The 2022 report revealed that the average time to detect and contain a data breach was at its highest in seven years for organisations in South Africa – taking 247 days (187 to detect, 60 to contain). Companies that contained a breach in under 200 days were revealed to save almost R12m – while breaches cost organisations R,2650 per lost or stolen record on average.
The 2022 Cost of a Data Breach Report is based on an in-depth analysis of real-world data breaches experienced by 550 organisations globally between March 2021 and March 2022. The research, which was sponsored and analysed by IBM Security, was conducted by the Ponemon Institute.

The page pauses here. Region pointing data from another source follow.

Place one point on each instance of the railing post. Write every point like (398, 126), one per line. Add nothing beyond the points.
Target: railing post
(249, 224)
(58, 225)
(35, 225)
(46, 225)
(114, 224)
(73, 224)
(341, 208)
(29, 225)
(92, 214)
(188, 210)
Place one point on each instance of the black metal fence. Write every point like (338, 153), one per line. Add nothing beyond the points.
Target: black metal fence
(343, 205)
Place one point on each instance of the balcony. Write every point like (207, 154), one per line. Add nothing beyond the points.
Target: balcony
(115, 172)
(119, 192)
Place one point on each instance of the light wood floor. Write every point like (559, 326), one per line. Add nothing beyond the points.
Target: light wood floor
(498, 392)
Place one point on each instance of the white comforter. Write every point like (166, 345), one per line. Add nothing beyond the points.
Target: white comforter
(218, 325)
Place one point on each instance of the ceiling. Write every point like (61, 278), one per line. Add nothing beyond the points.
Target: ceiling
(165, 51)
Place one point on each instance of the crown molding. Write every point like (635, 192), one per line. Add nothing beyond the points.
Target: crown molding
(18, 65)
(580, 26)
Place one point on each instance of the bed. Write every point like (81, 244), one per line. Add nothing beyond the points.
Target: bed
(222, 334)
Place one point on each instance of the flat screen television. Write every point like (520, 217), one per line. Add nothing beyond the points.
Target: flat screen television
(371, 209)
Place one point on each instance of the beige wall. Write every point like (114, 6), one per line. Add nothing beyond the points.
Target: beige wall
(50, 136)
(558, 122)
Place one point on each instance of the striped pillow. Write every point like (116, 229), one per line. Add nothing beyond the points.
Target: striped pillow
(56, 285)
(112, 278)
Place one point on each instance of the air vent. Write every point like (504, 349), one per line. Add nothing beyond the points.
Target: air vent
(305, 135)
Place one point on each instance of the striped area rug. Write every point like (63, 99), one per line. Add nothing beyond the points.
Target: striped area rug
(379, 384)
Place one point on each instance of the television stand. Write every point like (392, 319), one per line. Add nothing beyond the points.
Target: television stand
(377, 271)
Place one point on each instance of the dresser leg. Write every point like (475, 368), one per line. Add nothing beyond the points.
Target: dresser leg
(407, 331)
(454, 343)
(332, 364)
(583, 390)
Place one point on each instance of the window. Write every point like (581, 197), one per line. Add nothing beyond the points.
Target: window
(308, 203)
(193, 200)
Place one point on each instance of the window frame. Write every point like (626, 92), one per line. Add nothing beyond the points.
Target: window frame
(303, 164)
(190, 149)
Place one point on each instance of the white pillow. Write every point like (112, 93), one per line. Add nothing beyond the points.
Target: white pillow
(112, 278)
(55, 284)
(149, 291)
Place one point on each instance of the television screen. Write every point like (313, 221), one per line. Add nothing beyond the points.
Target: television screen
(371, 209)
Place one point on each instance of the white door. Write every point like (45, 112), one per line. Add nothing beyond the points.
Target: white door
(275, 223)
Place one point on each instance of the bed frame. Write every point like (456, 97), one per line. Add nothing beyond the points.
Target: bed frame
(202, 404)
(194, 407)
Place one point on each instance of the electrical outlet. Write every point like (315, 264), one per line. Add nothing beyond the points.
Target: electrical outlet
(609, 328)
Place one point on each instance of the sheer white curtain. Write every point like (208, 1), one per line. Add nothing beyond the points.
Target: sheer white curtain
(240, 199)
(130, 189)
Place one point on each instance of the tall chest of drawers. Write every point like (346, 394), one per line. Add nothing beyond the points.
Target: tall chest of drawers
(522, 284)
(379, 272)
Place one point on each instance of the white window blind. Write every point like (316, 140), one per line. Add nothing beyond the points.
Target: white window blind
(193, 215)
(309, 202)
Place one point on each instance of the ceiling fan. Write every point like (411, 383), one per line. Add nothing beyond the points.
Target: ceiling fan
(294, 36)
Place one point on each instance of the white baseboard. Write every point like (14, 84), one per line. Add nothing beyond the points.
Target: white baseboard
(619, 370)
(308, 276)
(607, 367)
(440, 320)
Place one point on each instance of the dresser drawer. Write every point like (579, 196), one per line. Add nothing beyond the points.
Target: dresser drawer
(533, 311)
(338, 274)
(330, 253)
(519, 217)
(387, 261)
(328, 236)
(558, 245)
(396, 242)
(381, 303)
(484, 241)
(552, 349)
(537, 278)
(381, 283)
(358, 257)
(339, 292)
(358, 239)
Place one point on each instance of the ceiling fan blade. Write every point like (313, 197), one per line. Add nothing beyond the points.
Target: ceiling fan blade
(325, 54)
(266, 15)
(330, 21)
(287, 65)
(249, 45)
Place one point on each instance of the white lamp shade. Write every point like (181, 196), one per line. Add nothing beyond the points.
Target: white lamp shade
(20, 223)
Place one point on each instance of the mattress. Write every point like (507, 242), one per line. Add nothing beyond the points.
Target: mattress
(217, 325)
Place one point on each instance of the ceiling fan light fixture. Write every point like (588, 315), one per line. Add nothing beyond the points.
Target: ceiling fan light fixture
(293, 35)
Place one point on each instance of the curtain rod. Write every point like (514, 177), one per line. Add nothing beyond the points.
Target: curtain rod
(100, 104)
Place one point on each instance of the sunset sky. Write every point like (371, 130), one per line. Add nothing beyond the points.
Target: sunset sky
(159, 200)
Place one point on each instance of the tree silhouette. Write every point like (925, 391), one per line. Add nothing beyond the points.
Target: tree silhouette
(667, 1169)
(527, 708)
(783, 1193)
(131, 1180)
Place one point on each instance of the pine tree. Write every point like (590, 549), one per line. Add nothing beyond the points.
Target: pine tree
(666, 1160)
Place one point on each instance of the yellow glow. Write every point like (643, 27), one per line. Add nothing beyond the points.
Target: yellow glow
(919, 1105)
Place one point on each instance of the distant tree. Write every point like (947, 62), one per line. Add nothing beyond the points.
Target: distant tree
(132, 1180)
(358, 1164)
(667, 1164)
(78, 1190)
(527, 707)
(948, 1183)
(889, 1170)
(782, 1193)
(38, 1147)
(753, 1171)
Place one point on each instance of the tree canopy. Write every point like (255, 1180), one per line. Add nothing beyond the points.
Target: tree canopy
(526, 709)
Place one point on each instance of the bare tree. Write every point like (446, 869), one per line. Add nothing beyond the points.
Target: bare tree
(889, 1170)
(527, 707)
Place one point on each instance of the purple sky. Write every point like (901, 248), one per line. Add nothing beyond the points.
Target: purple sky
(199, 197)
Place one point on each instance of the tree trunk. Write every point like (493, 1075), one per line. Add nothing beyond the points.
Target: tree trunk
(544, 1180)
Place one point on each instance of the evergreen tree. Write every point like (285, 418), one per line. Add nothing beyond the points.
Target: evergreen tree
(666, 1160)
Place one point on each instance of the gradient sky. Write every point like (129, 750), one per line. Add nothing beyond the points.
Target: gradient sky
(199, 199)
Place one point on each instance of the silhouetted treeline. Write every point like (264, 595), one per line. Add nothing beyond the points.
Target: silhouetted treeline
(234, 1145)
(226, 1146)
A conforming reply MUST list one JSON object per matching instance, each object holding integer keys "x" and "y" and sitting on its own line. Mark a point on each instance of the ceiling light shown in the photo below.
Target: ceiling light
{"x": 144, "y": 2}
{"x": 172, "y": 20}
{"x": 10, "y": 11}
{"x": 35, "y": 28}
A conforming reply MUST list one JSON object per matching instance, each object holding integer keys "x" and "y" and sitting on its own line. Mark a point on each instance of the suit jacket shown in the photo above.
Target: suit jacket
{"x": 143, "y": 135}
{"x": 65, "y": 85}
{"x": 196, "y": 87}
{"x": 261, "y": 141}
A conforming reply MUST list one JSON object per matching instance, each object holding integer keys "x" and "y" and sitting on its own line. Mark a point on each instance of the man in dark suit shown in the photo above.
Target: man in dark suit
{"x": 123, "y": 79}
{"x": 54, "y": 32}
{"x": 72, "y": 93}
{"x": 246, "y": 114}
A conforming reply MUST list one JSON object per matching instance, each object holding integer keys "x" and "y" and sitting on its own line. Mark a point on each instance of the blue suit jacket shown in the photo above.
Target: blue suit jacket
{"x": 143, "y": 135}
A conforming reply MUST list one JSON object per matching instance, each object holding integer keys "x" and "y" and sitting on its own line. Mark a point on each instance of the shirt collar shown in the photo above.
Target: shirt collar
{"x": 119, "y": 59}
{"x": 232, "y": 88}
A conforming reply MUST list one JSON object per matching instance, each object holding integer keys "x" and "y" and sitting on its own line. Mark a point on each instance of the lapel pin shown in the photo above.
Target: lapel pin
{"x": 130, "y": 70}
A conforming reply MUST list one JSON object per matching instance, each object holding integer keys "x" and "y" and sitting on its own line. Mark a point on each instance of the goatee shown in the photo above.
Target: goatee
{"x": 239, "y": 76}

“As this year’s report reveals – organisations must adopt the right strategies coupled with the right technologies can help make all the difference when they are attacked. Businesses today need to continuously look into solutions that reduce complexity and speed up response to cyber threats across the hybrid cloud environment – minimising the impact of attacks,” says Ria Pinto, general manager and technology leader, IBM South Africa.
Security Immaturity in Clouds – Organisations studied which had mature security across their cloud environments, the costs of a breach were observed to be R4m lower than those that were in the midstage and applied many practices across their organisation.
Incident response testing is a multi-million rand cost saver – Organisations with an Incident Response (IR) team saved over R3.4m, while those that extensively tested their IR plan lowered the cost of a breach by over R2.6m, the study revealed. The study also found that organisations which deployed security AI or analytics incurred over R2m less on average in breach costs compared to studied organisations that have not deployed either technology– making them the top mitigating factors shown to reduce the cost of a breach.
Cloud misconfiguration, malicious insider attacks and stolen credentials are the costliest breach causes – Cloud misconfiguration reigned as the costliest cause of a breach (R58.6m), malicious insider attacks came in second (R55m) and the stolen credentials came in third, leading to R53m in average breach costs for responding organisations.
Financial services organisations experienced the highest breach costs – Financial participants saw the costliest breaches amongst industries with average breach costs reaching a high of R4.9 m per record. This was followed by the industrial sector with losses per record reaching R4.7m.
Globally, the report also showcased hybrid cloud environments as the most prevalent (45%) infrastructure amongst organisations studied. Global findings revealed that organisations that adopted a hybrid cloud model observed lower breach costs compared to businesses with a solely public or private cloud model. In fact, hybrid cloud adopters studied were able to identify and contain data breaches 15 days faster on average than the global average of 277 days for participants.
The report highlights that 45% of studied breaches globally occurred in the cloud, emphasising the importance of cloud security.
South African businesses studied that had not started to deploy zero trust security practices across their cloud environments suffered losses averaging R56m. Those in the mature stages of deployment decreased this cost significantly – recording R20m savings as their total cost of a data breach was found to be R36m.
The study revealed that more businesses are implementing security practices to protect their cloud environments, lowering breach costs with 44% of reporting organisations stating their zero-trust deployment is in the mature stage and another 42% revealing they are in the midstage.